OpenAI’s own benchmark results show that GPT-4.5 can improve on GPT-4o in certain areas. On the multilingual MMMLU general knowledge test, GPT-4.5 scored 85.1 percent, compared with GPT-4o’s 81.5 percent. OpenAI also says GPT-4.5 reduces confabulations, meaning it produces fewer false or misleading responses than earlier versions.

Human evaluators also preferred GPT-4.5’s responses over GPT-4o in about 57 percent of interactions. That suggests a measurable user-experience improvement, even if the gain is not dramatic.

Former OpenAI researcher Andrej Karpathy described the difference as real but hard to summarize. He wrote that GPT-4.5 is better than GPT-4o in subtle ways: “Everything is a little bit better and it’s awesome,” while also saying those improvements are not easy to point to.

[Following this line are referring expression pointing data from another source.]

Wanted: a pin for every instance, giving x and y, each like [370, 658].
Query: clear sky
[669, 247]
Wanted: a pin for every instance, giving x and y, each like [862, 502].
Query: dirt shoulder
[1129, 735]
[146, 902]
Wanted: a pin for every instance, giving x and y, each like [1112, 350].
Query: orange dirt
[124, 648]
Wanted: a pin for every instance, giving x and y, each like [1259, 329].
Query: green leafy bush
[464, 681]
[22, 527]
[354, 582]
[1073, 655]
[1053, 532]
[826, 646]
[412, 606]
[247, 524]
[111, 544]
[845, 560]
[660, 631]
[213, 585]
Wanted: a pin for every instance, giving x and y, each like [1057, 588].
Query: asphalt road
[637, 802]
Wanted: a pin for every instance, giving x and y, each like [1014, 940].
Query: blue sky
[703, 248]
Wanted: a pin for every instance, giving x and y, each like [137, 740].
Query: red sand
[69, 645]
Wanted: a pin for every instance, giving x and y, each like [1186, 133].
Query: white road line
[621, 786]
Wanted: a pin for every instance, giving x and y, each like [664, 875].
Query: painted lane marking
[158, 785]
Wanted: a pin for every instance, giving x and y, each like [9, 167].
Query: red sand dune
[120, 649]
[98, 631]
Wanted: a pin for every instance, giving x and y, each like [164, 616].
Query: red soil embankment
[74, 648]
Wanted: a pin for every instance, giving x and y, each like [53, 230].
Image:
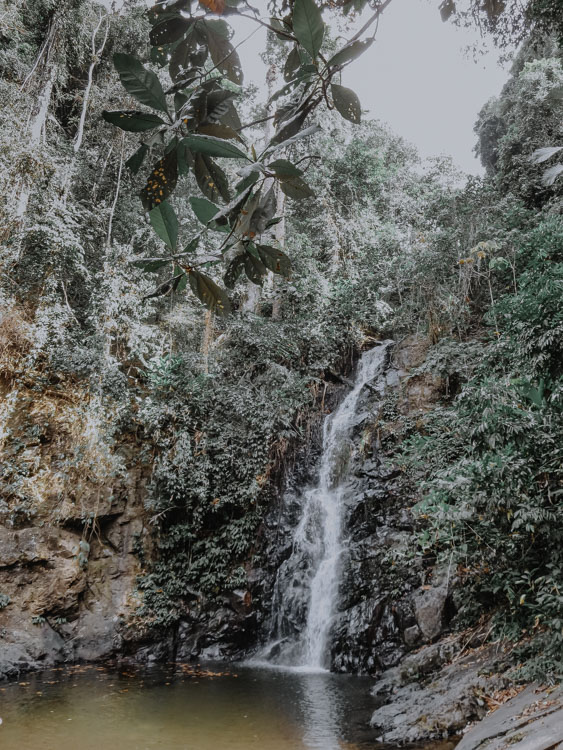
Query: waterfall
[306, 588]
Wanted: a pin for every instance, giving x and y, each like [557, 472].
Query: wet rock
[439, 707]
[429, 608]
[412, 635]
[532, 720]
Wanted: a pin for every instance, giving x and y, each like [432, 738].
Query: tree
[195, 121]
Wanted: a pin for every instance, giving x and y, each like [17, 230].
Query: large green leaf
[132, 121]
[292, 64]
[284, 168]
[141, 83]
[308, 26]
[350, 52]
[211, 146]
[161, 182]
[347, 103]
[211, 179]
[296, 188]
[165, 224]
[212, 296]
[447, 9]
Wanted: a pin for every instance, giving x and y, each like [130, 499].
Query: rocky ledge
[445, 689]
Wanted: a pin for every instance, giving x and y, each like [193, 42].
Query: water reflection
[182, 707]
[322, 713]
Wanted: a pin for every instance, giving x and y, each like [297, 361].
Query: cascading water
[307, 583]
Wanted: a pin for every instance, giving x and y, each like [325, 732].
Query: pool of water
[185, 707]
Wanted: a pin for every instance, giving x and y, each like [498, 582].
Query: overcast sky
[416, 77]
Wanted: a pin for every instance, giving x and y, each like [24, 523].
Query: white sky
[417, 77]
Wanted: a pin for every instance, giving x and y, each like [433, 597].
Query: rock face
[386, 608]
[424, 701]
[65, 599]
[62, 599]
[532, 720]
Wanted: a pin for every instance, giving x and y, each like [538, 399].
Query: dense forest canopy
[106, 362]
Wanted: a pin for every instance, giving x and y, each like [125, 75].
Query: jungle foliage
[108, 367]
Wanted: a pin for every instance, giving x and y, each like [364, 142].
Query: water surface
[185, 707]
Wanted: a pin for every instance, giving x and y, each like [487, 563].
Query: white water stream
[307, 584]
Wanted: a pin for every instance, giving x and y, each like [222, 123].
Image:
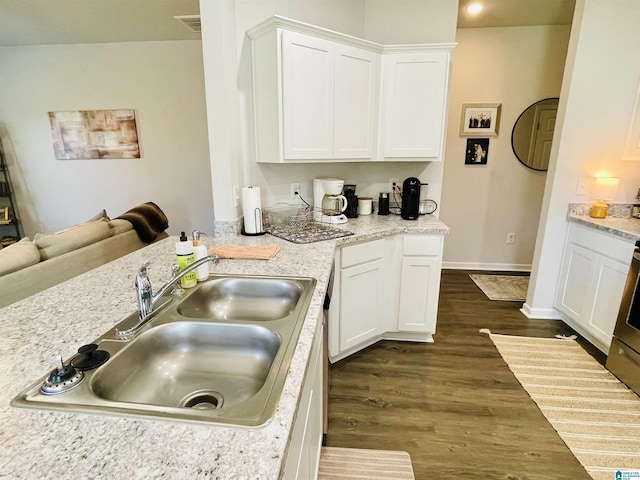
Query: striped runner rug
[596, 415]
[509, 288]
[355, 463]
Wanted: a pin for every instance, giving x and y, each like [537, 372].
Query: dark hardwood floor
[454, 405]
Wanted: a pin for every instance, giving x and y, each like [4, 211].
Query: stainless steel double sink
[218, 354]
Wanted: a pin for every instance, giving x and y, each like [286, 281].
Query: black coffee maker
[410, 199]
[349, 192]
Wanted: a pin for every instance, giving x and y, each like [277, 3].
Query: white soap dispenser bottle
[202, 272]
[185, 257]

But the model looks less impressive on reasoning-heavy tests. According to OpenAI’s benchmark results, GPT-4.5 scored 36.7 percent on AIME, while o3-mini scored 87.3 percent. GPT-4.5 also scored significantly lower than OpenAI’s simulated reasoning models, o1 and o3, on tests such as AIME math competitions and GPQA science assessments.

OpenAI CEO Sam Altman also set expectations around this point. He wrote that GPT-4.5 is not a reasoning model and would not dominate benchmarks, describing it instead as a different kind of intelligence.

Coding exposes the tradeoff

Coding appears to be one of GPT-4.5’s weakest areas relative to its price. The model has an October 2023 knowledge cutoff, which may leave out updates to development frameworks.

Tech investor Paul Gauthier tested GPT-4.5 with Aider’s Polyglot Coding benchmark. In that testing, GPT-4.5 ranked 10th in overall coding ability. Claude 3.7 Sonnet with extended thinking ranked at the top, with o1 and o3 also ahead.

GPT-4.5 also ranked poorly on performance versus cost in that benchmark. For developers using an API, that combination is important. A model can be technically capable and still be a poor fit if another model produces stronger coding results at a lower price.

This is why the early reaction has been mixed. An AI expert who requested anonymity told Ars Technica, “GPT-4.5 is a lemon!” Gary Marcus called the release a “nothing burger.” Those reactions focus less on whether GPT-4.5 has any improvements and more on whether those improvements justify the cost and compute required.

A possible end point for traditional scaling

GPT-4.5 also lands in the middle of a larger debate about diminishing returns in unsupervised-learning large language models. The source article argues that the model may support long-running concerns that scaling laws have reached a natural limit for this approach.

OpenAI has already spent much of last year working on simulated reasoning models such as o1 and o3. These models use an inference-time approach to improving performance, rather than relying only on ever-larger training runs for GPT-style models.

Altman previously wrote that GPT-4.5 will be the last of OpenAI’s traditional AI models. GPT-5 is planned as a dynamic combination of “non-reasoning” LLMs and simulated reasoning models like o3.

The immediate takeaway is not that GPT-4.5 is useless. It shows improvements in multilingual knowledge, reduced hallucinations and user preference over GPT-4o. But it also shows how hard it is to turn a larger traditional model into a broadly better product when reasoning models and competitors are changing the performance and cost equation.

For now, GPT-4.5 looks less like a clean leap forward and more like a transition point: a model that may be impressive in feel, expensive in practice and important mainly because of what it says about the next phase of AI model design.